What makes Cassell’s different than the four burger concepts you passed on the way there? It’s the homage that Page is paying to Koreatown history. He’s keeping Cassell’s nearly exactly the way Al Cassell built it in 1948, starting first and foremost with the recipe and preparation of Al’s Classic American Hamburger. He’s using the same meat grinder and the same unique cross-fire broiler that Al designed to fry his burgers from the bottom while broiling them from the top.

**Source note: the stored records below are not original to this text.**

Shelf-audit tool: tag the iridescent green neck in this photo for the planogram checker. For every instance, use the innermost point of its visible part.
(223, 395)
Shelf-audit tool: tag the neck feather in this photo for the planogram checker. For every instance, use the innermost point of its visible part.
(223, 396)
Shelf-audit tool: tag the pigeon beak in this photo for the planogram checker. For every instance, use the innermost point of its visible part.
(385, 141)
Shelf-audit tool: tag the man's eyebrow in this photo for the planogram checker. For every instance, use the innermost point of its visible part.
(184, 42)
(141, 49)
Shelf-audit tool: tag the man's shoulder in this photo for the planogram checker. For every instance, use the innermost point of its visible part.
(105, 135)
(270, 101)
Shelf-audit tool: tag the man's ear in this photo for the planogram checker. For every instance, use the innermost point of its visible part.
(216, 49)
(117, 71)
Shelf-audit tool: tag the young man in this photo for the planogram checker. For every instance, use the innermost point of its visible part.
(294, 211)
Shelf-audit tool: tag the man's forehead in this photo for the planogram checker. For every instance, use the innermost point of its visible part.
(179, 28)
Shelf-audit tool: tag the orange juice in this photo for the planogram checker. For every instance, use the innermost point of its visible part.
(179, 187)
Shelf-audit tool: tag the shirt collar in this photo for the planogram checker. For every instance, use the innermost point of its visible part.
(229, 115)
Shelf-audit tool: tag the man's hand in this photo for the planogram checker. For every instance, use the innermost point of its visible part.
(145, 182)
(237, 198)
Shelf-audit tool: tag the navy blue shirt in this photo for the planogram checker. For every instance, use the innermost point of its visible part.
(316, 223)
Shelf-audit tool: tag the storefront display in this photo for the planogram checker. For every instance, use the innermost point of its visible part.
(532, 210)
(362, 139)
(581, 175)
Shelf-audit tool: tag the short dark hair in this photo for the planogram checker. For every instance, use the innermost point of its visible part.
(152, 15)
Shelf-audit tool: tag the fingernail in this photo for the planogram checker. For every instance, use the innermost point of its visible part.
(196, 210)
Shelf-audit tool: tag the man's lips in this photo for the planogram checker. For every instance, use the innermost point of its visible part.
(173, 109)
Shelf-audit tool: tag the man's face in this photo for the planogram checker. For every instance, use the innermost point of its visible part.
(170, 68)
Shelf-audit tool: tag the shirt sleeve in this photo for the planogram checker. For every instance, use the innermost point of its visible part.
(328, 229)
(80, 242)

Since opening, reviews have been enthusiastic, both from those who remember Cassell’s in its first incarnation and a younger crowd looking for clean, responsible food. “Just a good, classic, no BS burger,” says one Yelp review. “Taking a classic and elevating it to this level is not easy, but they somehow managed to do it.”
So what’s the secret?
“Al’s focus was always on the meat,” says Page. “Buying whole chuck with great marbling and grinding it fresh every day.”
In addition, Page suggests:
• Never mix two chucks. Cassell’s uses grass-fed Colorado Angus chuck.
• Pack the patties loosely so the seasoning penetrates deeper into the meat and the burger breaks apart in the mouth. “Form the ball delicately,” Page says. “You can’t just bang the thing around.”
• Patties should weight 6.05 ounces, which will cook down to one-third of a pound.
• Never freeze the patties.
• Use a super-hot griddle and cook burgers anywhere from 500-550°F to add a a light crust around the edges of the patty.
• Cook to medium rare. Grinding the meat in-house should lessen concerns about serving undercooked beef because presumably the meat should be clean and safe. “Grinding whole muscles gives a clean consistency,” he says.
• Only flip once and only add cheese once.
• Cassell’s serves its burgers with Thousand Island dressing, lettuce, tomato, onions and pickles on a Parker House bun.
• Staying true to Al Cassell’s original concept, Page doesn’t offer fries but instead serves what he calls an “American banchan,” or little dishes like potato salad, pickles, chips and coleslaw.